“Tolo Tolo” mi è piaciuto e vi spiego perché

di Stefania Ragusa

Non sono una fan accanita di Checco Zalone e mi tengo lontana, di solito, dai film di cui parlano tutti. L’anteprima di Tolo Tolo (nelle sale dal 1° gennaio) però l’ho messa in agenda senza incertezze: viste le polemiche seguite alla diffusione del suo trailer e gli attacchi un po’ sgangherati rivolti anche ad Africa per avere chiesto un parere ai suoi lettori, mi sembrava il caso di andare il prima possibile a vedere con i miei occhi come stessero le cose.
Ritengo di aver fatto bene: il film fa ridere amaro e anche di gusto, è creativo nella sua dichiarata scorrettezza politica e, attraverso paradossi, battute e un’accurata rassegna di caratterizzazioni e di stereotipi, riesce a far decollare un messaggio autenticamente antirazzista. Ma non perché ci siano prese di posizione o denunce dichiarate. L’antirazzismo di Tolo Tolo sta in primo luogo nella scelta di raccontare un mondo pieno di sbavature, incongruenze, meschinità mettendoci dentro (non fuori, non accanto) anche l’Africa, i migranti e gli aspiranti tali. Poi, sta nella satira, che investe tutti ma, a ben vedere, soprattutto alcune modalità molto italiane:  paesani di Spinazzola, imprenditori fuggiti per sottrarsi al fisco e alla burocrazia,  giornalisti paraculi,  nostalgici del ventennio, e anche certe vertiginose e inesplicabili ascese politiche…  La satira, come è noto, non serve (solo) a ridere ma soprattutto a riflettere. È una scintilla che può accendere il pensiero e l’autocritica.

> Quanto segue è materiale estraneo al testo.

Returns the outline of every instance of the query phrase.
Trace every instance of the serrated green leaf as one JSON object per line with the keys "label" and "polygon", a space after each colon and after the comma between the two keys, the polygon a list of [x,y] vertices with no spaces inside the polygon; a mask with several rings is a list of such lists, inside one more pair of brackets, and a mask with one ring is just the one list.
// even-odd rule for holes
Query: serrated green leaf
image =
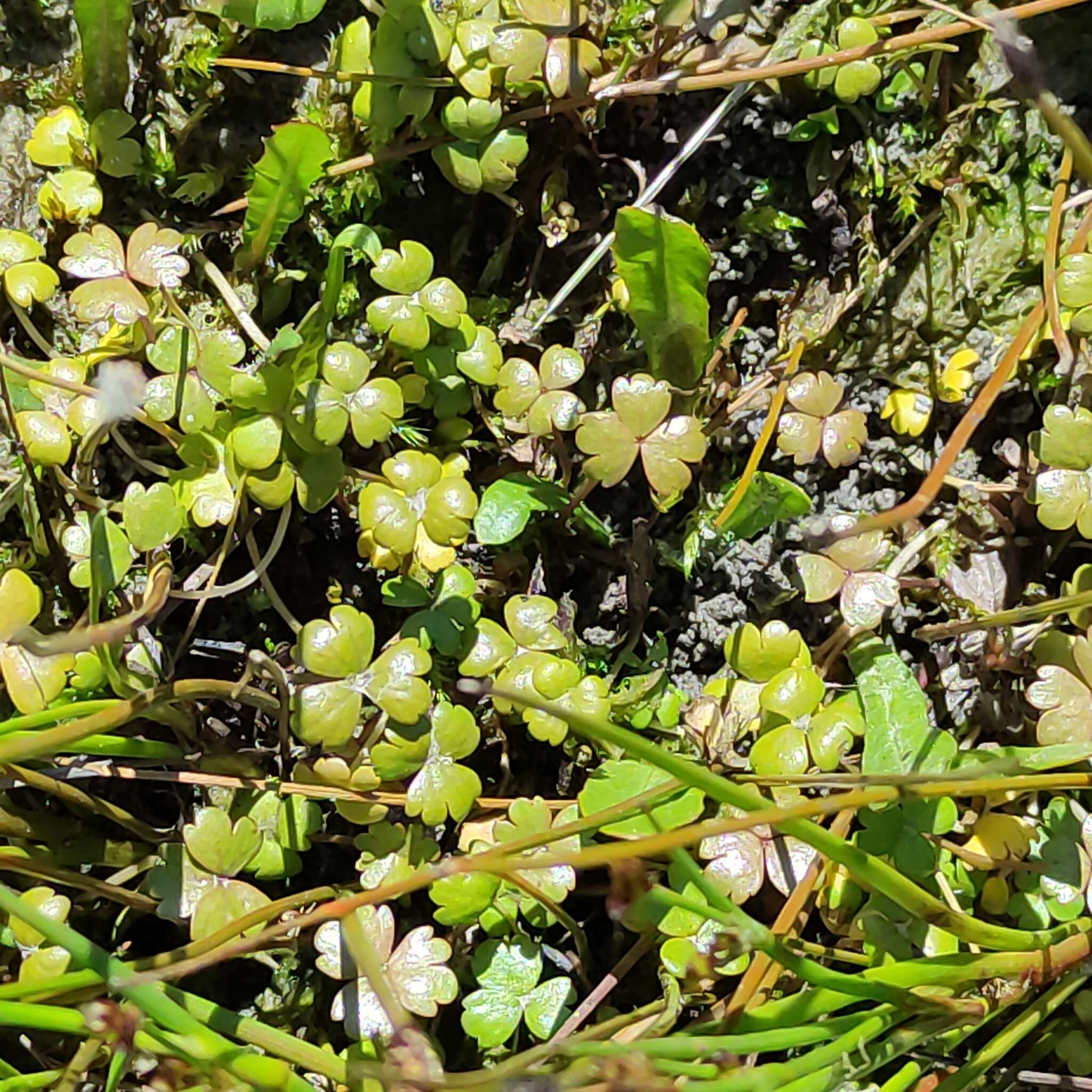
{"label": "serrated green leaf", "polygon": [[712,258],[695,228],[643,209],[622,209],[615,219],[615,262],[626,284],[633,320],[656,379],[689,389],[709,355]]}
{"label": "serrated green leaf", "polygon": [[332,154],[330,138],[306,121],[289,121],[266,138],[265,152],[254,165],[254,180],[247,191],[242,224],[242,242],[251,265],[261,262],[304,215],[311,186],[322,177]]}

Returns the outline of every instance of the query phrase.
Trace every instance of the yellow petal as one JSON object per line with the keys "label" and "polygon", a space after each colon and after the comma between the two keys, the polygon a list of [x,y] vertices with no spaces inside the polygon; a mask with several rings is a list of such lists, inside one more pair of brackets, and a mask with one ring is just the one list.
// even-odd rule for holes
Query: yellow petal
{"label": "yellow petal", "polygon": [[41,167],[71,167],[86,151],[87,130],[71,106],[62,106],[38,120],[26,154]]}
{"label": "yellow petal", "polygon": [[1019,816],[987,811],[971,828],[966,848],[992,860],[1023,860],[1031,850],[1032,833]]}
{"label": "yellow petal", "polygon": [[892,391],[880,411],[880,417],[890,419],[891,427],[904,436],[921,436],[931,414],[933,400],[918,391]]}
{"label": "yellow petal", "polygon": [[33,307],[51,298],[60,277],[44,262],[19,262],[3,275],[4,290],[20,307]]}

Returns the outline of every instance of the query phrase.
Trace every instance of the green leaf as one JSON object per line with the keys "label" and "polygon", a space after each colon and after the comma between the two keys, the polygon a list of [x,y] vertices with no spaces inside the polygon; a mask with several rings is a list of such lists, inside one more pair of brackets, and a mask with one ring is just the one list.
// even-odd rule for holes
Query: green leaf
{"label": "green leaf", "polygon": [[131,0],[75,0],[83,56],[83,102],[94,120],[103,110],[124,109],[129,91]]}
{"label": "green leaf", "polygon": [[432,916],[440,925],[470,925],[489,909],[499,888],[500,877],[491,873],[446,876],[428,889],[437,905]]}
{"label": "green leaf", "polygon": [[261,262],[304,215],[308,192],[322,177],[322,168],[332,155],[330,138],[307,121],[289,121],[266,139],[265,152],[254,165],[254,180],[247,191],[247,218],[242,224],[242,241],[251,265]]}
{"label": "green leaf", "polygon": [[132,563],[133,551],[126,533],[105,512],[98,512],[91,524],[91,572],[96,596],[117,587]]}
{"label": "green leaf", "polygon": [[182,828],[190,856],[217,876],[235,876],[258,853],[262,834],[253,819],[244,816],[235,824],[221,808],[198,808],[193,822]]}
{"label": "green leaf", "polygon": [[[330,247],[330,256],[327,259],[327,280],[322,285],[322,297],[319,300],[323,333],[327,324],[332,322],[337,313],[337,299],[341,296],[342,285],[345,283],[346,256],[353,251],[360,251],[375,261],[382,249],[379,236],[367,224],[349,224],[348,227],[342,228],[337,233]],[[305,335],[309,318],[309,314],[305,316],[299,324],[300,332]]]}
{"label": "green leaf", "polygon": [[758,471],[725,525],[714,527],[713,520],[734,488],[735,480],[716,492],[703,495],[701,503],[687,517],[681,548],[672,549],[664,543],[660,544],[664,560],[688,579],[698,560],[702,556],[715,556],[719,546],[735,539],[752,538],[774,523],[807,515],[811,511],[811,499],[799,486],[778,474]]}
{"label": "green leaf", "polygon": [[221,19],[234,19],[259,31],[290,31],[309,23],[325,7],[327,0],[217,0],[193,4]]}
{"label": "green leaf", "polygon": [[[726,491],[734,488],[733,483]],[[807,515],[810,511],[811,498],[798,485],[778,474],[759,471],[721,532],[736,538],[753,538],[774,523]]]}
{"label": "green leaf", "polygon": [[[474,534],[486,546],[510,543],[523,532],[534,512],[560,512],[571,501],[568,490],[531,474],[508,474],[482,494]],[[609,544],[607,526],[584,505],[578,505],[573,519],[600,542]]]}
{"label": "green leaf", "polygon": [[548,1038],[563,1023],[573,997],[568,978],[538,984],[542,951],[526,937],[487,940],[472,961],[480,989],[463,999],[463,1030],[485,1048],[511,1038],[521,1017],[537,1038]]}
{"label": "green leaf", "polygon": [[432,602],[428,589],[413,577],[394,577],[383,581],[383,606],[424,607]]}
{"label": "green leaf", "polygon": [[990,747],[960,751],[956,768],[963,770],[971,765],[981,768],[980,776],[990,776],[989,768],[996,765],[998,773],[1038,773],[1057,770],[1066,765],[1077,765],[1092,759],[1092,744],[1049,744],[1046,747]]}
{"label": "green leaf", "polygon": [[[604,762],[580,791],[577,797],[580,814],[589,816],[595,811],[603,811],[670,780],[663,770],[644,762],[633,759],[612,759]],[[703,806],[704,796],[701,790],[679,790],[654,805],[650,809],[651,815],[637,815],[630,819],[609,822],[603,828],[603,833],[634,838],[675,830],[676,827],[685,827],[697,819]]]}
{"label": "green leaf", "polygon": [[869,637],[850,649],[850,666],[865,707],[862,773],[947,770],[956,757],[956,740],[929,727],[928,699],[899,654]]}
{"label": "green leaf", "polygon": [[622,209],[615,230],[615,261],[629,293],[626,311],[649,367],[657,379],[690,389],[709,355],[709,248],[689,224],[642,209]]}
{"label": "green leaf", "polygon": [[569,1014],[566,1001],[573,996],[568,978],[550,978],[536,986],[523,1000],[523,1020],[531,1034],[547,1040]]}
{"label": "green leaf", "polygon": [[145,553],[169,543],[186,522],[186,511],[166,482],[144,488],[132,482],[121,500],[121,519],[133,549]]}

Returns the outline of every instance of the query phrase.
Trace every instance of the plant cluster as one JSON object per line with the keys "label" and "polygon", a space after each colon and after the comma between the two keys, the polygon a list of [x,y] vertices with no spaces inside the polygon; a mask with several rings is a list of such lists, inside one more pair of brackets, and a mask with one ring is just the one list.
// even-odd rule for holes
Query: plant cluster
{"label": "plant cluster", "polygon": [[1092,1071],[1069,88],[947,8],[55,7],[0,1092]]}

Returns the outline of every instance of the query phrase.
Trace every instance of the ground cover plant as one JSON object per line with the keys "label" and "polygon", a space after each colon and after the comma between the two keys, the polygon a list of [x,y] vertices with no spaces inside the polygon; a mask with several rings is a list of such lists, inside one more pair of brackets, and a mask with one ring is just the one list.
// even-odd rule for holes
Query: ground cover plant
{"label": "ground cover plant", "polygon": [[0,12],[0,1092],[1092,1075],[1081,0]]}

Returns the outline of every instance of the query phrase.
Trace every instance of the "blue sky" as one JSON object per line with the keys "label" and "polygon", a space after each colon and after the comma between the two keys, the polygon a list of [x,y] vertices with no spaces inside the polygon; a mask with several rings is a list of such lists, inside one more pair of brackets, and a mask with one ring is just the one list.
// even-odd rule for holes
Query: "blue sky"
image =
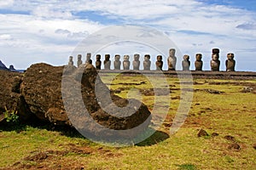
{"label": "blue sky", "polygon": [[[204,70],[210,70],[211,49],[219,48],[221,70],[231,52],[236,70],[256,71],[254,0],[5,0],[0,2],[0,60],[17,69],[38,62],[65,65],[89,35],[108,26],[132,24],[151,26],[168,36],[181,51],[177,68],[183,55],[189,54],[194,69],[195,54],[202,53]],[[102,54],[127,53],[113,47],[108,50]],[[131,50],[131,54],[133,50],[141,55],[153,53],[142,47]],[[86,50],[81,54],[84,60]],[[152,56],[153,62],[155,58]]]}

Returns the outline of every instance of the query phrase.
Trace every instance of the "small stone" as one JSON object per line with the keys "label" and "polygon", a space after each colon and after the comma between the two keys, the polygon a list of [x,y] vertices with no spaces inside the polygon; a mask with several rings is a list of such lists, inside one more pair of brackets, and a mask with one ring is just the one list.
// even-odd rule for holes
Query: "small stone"
{"label": "small stone", "polygon": [[200,131],[197,133],[197,137],[202,137],[202,136],[209,136],[209,134],[204,129],[200,129]]}
{"label": "small stone", "polygon": [[241,147],[238,144],[230,144],[229,146],[228,146],[228,149],[229,150],[241,150]]}
{"label": "small stone", "polygon": [[212,133],[212,137],[218,136],[218,133]]}
{"label": "small stone", "polygon": [[233,142],[236,141],[235,137],[234,136],[230,136],[230,135],[224,136],[224,139],[226,139],[227,140],[233,141]]}

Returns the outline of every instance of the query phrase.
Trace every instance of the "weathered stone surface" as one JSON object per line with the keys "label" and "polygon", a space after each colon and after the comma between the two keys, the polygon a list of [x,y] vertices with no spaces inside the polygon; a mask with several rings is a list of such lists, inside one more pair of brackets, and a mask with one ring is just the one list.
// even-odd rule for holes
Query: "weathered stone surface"
{"label": "weathered stone surface", "polygon": [[175,56],[176,49],[171,48],[169,50],[169,57],[167,59],[168,71],[176,70],[177,57]]}
{"label": "weathered stone surface", "polygon": [[20,94],[22,73],[0,71],[0,122],[4,119],[3,113],[16,111],[21,120],[31,117],[30,111],[23,96]]}
{"label": "weathered stone surface", "polygon": [[[24,75],[21,94],[31,112],[40,120],[55,124],[70,124],[61,100],[63,69],[63,66],[35,64]],[[73,71],[73,67],[69,74]]]}
{"label": "weathered stone surface", "polygon": [[189,71],[189,67],[190,67],[189,55],[183,56],[182,65],[183,65],[183,71]]}
{"label": "weathered stone surface", "polygon": [[155,66],[157,71],[162,71],[163,70],[163,57],[161,55],[158,55],[156,57],[157,60],[155,61]]}
{"label": "weathered stone surface", "polygon": [[195,61],[195,71],[202,71],[203,61],[201,60],[201,58],[202,58],[201,54],[195,54],[195,60],[196,60]]}
{"label": "weathered stone surface", "polygon": [[[36,115],[37,117],[58,125],[71,125],[70,117],[67,116],[62,100],[61,79],[63,69],[63,66],[51,66],[47,64],[32,65],[26,71],[20,85],[20,91],[31,112]],[[151,116],[149,110],[143,104],[137,108],[124,110],[122,115],[127,116],[115,116],[119,114],[119,111],[114,109],[115,105],[122,108],[126,106],[128,103],[138,103],[138,101],[136,99],[128,101],[110,93],[109,89],[101,80],[97,79],[96,81],[97,71],[92,65],[82,65],[78,69],[73,70],[73,72],[68,73],[64,75],[63,78],[72,79],[72,81],[67,81],[67,84],[66,84],[67,87],[70,87],[70,89],[64,91],[64,94],[68,94],[69,93],[71,96],[73,95],[75,98],[77,94],[73,94],[73,88],[74,87],[81,87],[81,90],[79,90],[79,92],[82,95],[83,103],[84,104],[84,107],[85,105],[93,121],[98,124],[110,129],[125,130],[140,125],[148,116]],[[96,87],[100,88],[100,90],[98,90],[99,95],[103,96],[101,99],[98,99],[96,96]],[[112,99],[110,101],[105,98],[108,94]],[[99,102],[102,104],[101,105]],[[76,105],[75,109],[82,110],[83,105]],[[106,112],[105,110],[108,111]],[[131,113],[129,111],[131,110],[134,111],[134,114],[130,116]],[[75,115],[75,113],[71,114]],[[87,118],[86,116],[79,117],[78,116],[76,121],[83,125],[90,124],[91,120]],[[83,128],[83,127],[76,128]],[[95,129],[93,125],[87,128]],[[104,133],[105,132],[101,131],[99,133]],[[106,133],[104,134],[106,135]]]}
{"label": "weathered stone surface", "polygon": [[120,55],[119,55],[119,54],[116,54],[114,56],[113,69],[114,70],[120,70],[121,69]]}

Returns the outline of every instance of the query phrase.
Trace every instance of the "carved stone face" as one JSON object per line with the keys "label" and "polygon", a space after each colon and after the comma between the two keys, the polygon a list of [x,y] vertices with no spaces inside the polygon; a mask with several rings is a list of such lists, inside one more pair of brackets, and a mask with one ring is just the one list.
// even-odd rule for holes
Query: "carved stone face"
{"label": "carved stone face", "polygon": [[212,55],[212,60],[218,61],[218,54],[214,54]]}
{"label": "carved stone face", "polygon": [[169,50],[169,56],[170,57],[174,57],[175,56],[175,52],[176,52],[176,50],[174,48],[171,48]]}
{"label": "carved stone face", "polygon": [[161,56],[161,55],[158,55],[157,56],[157,60],[158,61],[160,61],[160,60],[163,60],[163,57]]}
{"label": "carved stone face", "polygon": [[125,60],[125,61],[128,61],[129,59],[130,59],[130,56],[129,56],[129,55],[125,55],[125,56],[124,56],[124,60]]}
{"label": "carved stone face", "polygon": [[115,55],[115,56],[114,56],[114,60],[115,60],[116,61],[120,60],[120,55]]}
{"label": "carved stone face", "polygon": [[88,53],[87,55],[86,55],[87,58],[90,58],[90,56],[91,56],[90,53]]}
{"label": "carved stone face", "polygon": [[106,54],[105,55],[105,60],[108,61],[110,59],[110,55],[109,54]]}
{"label": "carved stone face", "polygon": [[98,60],[101,60],[101,55],[99,55],[99,54],[96,55],[96,60],[97,60],[97,61],[98,61]]}
{"label": "carved stone face", "polygon": [[183,60],[189,60],[189,55],[184,55]]}
{"label": "carved stone face", "polygon": [[149,60],[150,60],[150,55],[147,54],[147,55],[144,56],[144,60],[145,61],[149,61]]}
{"label": "carved stone face", "polygon": [[140,59],[140,55],[139,54],[134,54],[134,60],[138,61]]}
{"label": "carved stone face", "polygon": [[201,61],[201,57],[202,57],[201,54],[196,54],[196,55],[195,55],[195,58],[196,58],[197,61]]}
{"label": "carved stone face", "polygon": [[228,58],[228,60],[234,60],[234,54],[228,54],[227,58]]}

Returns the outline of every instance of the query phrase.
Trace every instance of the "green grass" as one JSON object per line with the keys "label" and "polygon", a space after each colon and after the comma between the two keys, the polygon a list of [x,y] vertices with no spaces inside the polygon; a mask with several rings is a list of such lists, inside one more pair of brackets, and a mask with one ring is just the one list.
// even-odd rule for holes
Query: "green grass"
{"label": "green grass", "polygon": [[[117,94],[126,97],[129,88],[152,88],[152,85],[142,76],[118,76],[113,82],[102,77],[109,88],[124,88],[119,83],[139,83],[125,85],[127,89]],[[168,78],[172,88],[179,88],[178,79]],[[158,80],[160,84],[161,81]],[[241,85],[228,83],[214,85],[209,82],[237,82],[235,80],[193,80],[193,102],[185,123],[174,135],[169,136],[168,126],[174,118],[180,103],[175,97],[180,90],[174,89],[170,96],[174,98],[165,123],[147,140],[131,147],[112,148],[93,143],[79,134],[65,130],[47,130],[31,126],[20,129],[0,128],[0,167],[20,169],[26,166],[56,169],[84,167],[84,169],[255,169],[256,150],[256,94],[242,94],[242,83],[256,83],[256,80],[239,81]],[[161,87],[168,90],[168,87]],[[220,94],[208,94],[210,88],[224,92]],[[143,96],[143,101],[153,108],[154,96]],[[165,106],[165,104],[162,104]],[[155,114],[164,114],[157,112]],[[200,128],[210,135],[197,137]],[[212,133],[219,135],[213,137]],[[236,141],[224,139],[231,135]],[[241,150],[228,149],[236,143]],[[74,151],[74,148],[87,150],[84,154]],[[66,154],[50,154],[49,150],[67,151]],[[42,161],[25,161],[24,158],[39,152],[47,152],[49,156]],[[19,163],[18,163],[19,162]],[[13,166],[15,163],[15,166]]]}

La trama è semplice: Checco è un imprenditore visionario e pataccaro, che accumula debiti e consegna fregature a tutto il parentado. Incalzato dal fisco e dalla polizia, fugge in un imprecisato Paese africano, che assomiglia molto al Kenya ma risulta popolato da senegalesi, pensando che lì sia più facile rimettersi in gioco. Un commando terrorista assalta però il villaggio e anche il resort in cui il nostro lavora come cameriere. Lui viene dato per disperso e poi per morto e decide allora di affrontare con un gruppo di migranti il viaggio per rientrare in Europa. Ovviamente sarà un viaggio surreale. È probabile che qualcuno contesti l’Africa approssimativa che emerge dal racconto e anche la ricostruzione, troppo soft, della traversata del deserto, della permanenza in Libia e della navigazione. Andrebbe tenuto a mente però che si tratta di un film comico, molto prossimo a un cinepanettone, e non di un documentario o di una narrazione storica e filologica.

Eviterò di entrare nei dettagli per scongiurare l’effetto spoiler (mi è stato chiesto espressamente). Ma una scena mi è sembrata superlativa. È quella in cui Checco, sul camion sovraccarico che sta trasportando i migranti nel deserto e al culmine dell’insofferenza, si alza in piedi e comincia a farneticare con pose, toni e concetti mussoliniani. Allora si sente una voce (che per inciso è quella dello scrittore senegalese Mohamed Ba, che ha una parte nel film): «Sono un medico, fatemi passare». Si avvicina, sente il polso, il cuore, e dice al nostro di non preoccuparsi: è solo fascismo». Checco sgrana gli occhi: fascismo? «Può capitare a tutti, in particolare nei momenti di forte stress». «Come la candida?». Il dottore si schermisce: trova il  paragone ben strano. E taglia corto con una bella frase fatta: il fascismo si cura con l’amore.
Passano i giorni e quasi alla fine del film  ritroviamo il dottore, ormai arrivato in Italia, a un festival multiculturale, intento a discettare di fascismi e razzismi davanti a un pubblico adorante e a vendere come proprio il paragone con la candida. Checco ovviamente è lì, lo sente, chiede le royalties per la citazione. Quello che curava il fascismo con l’amore però finge di non conoscerlo. Coerenza e sentimento, d’altra parte, sono cose distinte. E, a prescindere dal colore della pelle, invocando il secondo accade sovente di sacrificare la prima.